Multi-fold enhancement in sustainable production of biomass, lipids and biodiesel from oleaginous yeast: an artificial neural network-genetic algorithm approach†
Abstract
Oleaginous yeasts have emerged as a much favored feedstock for sustainable production of biomass, lipids and biodiesel because of their higher growth rates, greater lipid contents and ease of cultivation as compared to plants or microalgae. In this study, the Plackett–Burman design was first implemented for screening the critical nutrients and then an artificial neural network modelling coupled with genetic algorithm (ANN-GA) technique was employed for enhancing the lipid content in Meyerozyma caribbica (earlier reported as Pichia guilliermondii) with greater biomass yield. Plackett–Burman screening experiments indicated that glycerol, ammonium chloride, magnesium sulphate and potassium dihydrogen phosphate were the most influential media components, whose concentrations were subsequently optimized by applying the ANN-GA technique.

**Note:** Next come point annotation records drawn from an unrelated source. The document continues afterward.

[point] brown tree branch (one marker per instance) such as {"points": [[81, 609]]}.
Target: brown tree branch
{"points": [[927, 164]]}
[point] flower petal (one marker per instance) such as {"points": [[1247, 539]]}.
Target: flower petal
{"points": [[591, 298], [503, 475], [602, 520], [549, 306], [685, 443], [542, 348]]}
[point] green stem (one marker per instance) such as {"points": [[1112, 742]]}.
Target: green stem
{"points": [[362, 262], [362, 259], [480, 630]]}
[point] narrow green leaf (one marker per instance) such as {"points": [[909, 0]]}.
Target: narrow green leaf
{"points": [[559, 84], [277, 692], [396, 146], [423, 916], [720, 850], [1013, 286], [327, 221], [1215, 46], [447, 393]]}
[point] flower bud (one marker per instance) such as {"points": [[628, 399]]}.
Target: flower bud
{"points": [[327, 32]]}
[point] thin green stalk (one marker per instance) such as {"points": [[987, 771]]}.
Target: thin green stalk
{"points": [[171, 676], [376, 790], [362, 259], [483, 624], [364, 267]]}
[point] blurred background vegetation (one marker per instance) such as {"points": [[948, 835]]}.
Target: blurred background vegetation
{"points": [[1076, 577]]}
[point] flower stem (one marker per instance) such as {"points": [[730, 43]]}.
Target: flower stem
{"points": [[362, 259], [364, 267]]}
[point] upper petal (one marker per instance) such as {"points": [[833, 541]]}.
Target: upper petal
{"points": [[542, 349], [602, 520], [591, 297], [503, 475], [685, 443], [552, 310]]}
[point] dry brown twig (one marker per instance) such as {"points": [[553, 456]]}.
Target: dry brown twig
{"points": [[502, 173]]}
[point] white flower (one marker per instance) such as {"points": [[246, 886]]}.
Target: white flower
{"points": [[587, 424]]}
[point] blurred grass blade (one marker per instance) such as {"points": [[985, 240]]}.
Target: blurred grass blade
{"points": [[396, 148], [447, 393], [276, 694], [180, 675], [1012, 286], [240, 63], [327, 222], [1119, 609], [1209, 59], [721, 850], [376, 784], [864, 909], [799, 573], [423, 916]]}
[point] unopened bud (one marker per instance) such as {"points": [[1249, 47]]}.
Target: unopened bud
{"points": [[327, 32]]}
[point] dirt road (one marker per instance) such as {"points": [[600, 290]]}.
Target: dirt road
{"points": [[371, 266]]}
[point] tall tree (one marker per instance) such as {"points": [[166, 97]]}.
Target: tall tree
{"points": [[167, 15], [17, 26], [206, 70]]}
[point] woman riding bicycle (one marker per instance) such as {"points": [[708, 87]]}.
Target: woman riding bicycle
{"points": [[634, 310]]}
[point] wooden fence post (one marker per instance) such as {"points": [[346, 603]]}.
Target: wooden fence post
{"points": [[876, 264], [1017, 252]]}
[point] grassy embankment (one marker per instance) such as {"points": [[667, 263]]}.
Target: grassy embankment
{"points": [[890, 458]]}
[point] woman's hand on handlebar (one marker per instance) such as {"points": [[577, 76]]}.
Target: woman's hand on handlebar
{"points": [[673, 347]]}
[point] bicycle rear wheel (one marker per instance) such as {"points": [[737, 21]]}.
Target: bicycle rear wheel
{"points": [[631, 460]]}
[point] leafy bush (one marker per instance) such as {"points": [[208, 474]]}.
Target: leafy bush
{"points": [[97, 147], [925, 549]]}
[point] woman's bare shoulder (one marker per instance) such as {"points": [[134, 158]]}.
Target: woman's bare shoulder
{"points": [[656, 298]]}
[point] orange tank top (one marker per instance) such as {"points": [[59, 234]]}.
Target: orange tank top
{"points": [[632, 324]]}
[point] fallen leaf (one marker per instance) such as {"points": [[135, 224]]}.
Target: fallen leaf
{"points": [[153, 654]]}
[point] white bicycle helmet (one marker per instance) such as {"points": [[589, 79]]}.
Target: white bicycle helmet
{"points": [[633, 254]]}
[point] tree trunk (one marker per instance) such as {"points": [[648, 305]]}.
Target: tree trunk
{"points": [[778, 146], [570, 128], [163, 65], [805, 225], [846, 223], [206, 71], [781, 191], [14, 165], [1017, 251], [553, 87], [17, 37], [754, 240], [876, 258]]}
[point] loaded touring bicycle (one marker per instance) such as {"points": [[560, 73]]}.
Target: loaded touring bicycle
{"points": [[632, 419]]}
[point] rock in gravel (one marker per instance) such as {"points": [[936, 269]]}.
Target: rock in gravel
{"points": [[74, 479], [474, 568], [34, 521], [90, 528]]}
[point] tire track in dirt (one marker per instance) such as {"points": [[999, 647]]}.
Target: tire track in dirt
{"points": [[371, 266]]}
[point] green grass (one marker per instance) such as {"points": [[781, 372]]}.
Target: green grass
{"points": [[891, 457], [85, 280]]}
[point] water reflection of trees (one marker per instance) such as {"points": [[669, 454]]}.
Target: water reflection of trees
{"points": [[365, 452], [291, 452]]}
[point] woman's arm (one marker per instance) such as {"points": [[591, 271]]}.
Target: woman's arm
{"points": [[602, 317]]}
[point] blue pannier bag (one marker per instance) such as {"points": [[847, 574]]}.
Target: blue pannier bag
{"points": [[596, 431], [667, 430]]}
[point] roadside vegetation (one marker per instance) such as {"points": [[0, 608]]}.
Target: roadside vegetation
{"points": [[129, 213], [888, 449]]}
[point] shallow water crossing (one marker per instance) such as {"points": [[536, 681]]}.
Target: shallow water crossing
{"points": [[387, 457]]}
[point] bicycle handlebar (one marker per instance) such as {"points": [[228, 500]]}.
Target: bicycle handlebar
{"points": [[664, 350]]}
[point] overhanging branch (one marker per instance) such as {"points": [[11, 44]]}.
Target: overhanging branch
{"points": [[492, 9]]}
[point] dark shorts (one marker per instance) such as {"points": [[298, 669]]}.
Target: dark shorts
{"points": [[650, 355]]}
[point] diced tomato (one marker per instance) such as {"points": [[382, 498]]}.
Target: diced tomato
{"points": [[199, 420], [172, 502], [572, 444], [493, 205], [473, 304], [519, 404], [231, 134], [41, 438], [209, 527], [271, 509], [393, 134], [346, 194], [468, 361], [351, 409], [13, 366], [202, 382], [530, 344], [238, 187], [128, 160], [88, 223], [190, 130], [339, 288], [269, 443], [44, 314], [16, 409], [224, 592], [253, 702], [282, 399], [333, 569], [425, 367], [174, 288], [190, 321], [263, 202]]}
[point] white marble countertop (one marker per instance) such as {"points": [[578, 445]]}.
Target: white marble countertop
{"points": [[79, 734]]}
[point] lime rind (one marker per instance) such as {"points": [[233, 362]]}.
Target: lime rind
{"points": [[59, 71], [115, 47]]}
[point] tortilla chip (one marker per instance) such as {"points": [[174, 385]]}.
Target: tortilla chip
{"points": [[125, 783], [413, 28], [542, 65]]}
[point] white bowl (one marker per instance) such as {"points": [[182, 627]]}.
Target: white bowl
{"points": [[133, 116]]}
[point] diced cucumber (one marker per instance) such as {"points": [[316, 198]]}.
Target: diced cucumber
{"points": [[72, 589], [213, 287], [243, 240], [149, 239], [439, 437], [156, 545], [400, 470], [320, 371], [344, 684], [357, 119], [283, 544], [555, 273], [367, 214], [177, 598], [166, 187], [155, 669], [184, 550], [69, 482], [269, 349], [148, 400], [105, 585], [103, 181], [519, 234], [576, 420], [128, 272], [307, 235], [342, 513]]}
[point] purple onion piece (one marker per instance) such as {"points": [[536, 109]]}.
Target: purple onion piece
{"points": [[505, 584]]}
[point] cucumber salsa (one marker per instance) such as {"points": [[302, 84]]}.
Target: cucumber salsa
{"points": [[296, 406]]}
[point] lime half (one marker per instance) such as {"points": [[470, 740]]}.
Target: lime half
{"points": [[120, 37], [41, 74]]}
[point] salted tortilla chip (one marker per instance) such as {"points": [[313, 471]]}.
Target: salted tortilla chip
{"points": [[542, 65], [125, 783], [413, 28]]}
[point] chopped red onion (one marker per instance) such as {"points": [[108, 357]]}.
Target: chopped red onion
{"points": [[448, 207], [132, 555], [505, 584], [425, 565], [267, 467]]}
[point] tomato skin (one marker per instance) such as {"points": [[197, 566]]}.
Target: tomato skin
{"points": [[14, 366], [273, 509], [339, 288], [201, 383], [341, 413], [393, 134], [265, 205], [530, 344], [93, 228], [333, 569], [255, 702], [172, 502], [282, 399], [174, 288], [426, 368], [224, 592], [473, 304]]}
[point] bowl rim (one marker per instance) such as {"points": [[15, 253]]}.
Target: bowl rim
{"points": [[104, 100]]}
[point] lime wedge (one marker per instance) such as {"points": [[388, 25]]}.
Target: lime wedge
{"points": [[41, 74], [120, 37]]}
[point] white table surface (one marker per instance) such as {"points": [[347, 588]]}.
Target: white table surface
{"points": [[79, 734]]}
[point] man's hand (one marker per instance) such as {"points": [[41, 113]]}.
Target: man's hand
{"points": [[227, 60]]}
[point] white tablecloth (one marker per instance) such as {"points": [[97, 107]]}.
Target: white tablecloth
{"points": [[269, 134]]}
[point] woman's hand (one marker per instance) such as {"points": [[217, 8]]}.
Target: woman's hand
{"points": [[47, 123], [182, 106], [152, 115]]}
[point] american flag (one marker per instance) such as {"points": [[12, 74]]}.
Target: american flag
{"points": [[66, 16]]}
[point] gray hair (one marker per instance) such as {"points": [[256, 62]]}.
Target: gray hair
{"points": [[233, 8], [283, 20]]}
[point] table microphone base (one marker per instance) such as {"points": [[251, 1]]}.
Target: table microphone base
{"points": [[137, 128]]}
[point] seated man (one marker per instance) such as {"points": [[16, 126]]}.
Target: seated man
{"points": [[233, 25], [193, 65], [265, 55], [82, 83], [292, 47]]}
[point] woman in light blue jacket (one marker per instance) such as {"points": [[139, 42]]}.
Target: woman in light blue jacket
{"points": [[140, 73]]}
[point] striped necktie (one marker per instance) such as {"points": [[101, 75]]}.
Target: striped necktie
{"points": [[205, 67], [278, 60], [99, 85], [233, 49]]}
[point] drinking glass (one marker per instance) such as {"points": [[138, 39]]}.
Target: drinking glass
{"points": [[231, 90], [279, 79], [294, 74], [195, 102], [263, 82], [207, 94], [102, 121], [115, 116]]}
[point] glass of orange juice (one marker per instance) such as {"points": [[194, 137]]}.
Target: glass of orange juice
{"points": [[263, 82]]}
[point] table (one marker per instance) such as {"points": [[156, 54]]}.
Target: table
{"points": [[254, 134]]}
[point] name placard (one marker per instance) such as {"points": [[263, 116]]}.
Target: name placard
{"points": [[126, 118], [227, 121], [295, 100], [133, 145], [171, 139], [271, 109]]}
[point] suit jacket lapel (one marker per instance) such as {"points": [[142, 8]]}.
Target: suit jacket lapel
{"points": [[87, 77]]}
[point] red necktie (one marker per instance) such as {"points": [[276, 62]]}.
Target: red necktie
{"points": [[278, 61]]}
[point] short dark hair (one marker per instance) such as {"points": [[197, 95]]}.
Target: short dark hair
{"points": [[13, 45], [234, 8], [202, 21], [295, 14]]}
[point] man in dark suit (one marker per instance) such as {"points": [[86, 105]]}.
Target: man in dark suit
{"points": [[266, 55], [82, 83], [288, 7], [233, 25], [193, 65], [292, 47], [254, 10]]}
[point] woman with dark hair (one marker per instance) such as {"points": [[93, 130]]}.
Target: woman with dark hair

The optimized media, while doubling the biomass concentration, resulted in an enhanced lipid yield of 0.49 ± 0.02 g g−1, which is approximately 2.5 fold the initial starting value as obtained in a 3.7 L fermenter. Based on gas chromatographic analysis of a fatty acid methyl ester (FAME) profile, the ratio of saturated to unsaturated fatty acids was found to be 44.5 : 55.9, which is considered as most favorable combination for biodiesel applications. The biodiesel properties also conformed to the ASTM D6751 and EN 14214 specifications, thereby making it a marketable clean and green biodiesel product. Thus, the present study showcases successful implication of an advanced media optimization strategy for multi-fold enhancement of biomass and lipid yields for sustainable production of biodiesel as a renewable fuel using Meyerozyma caribbica.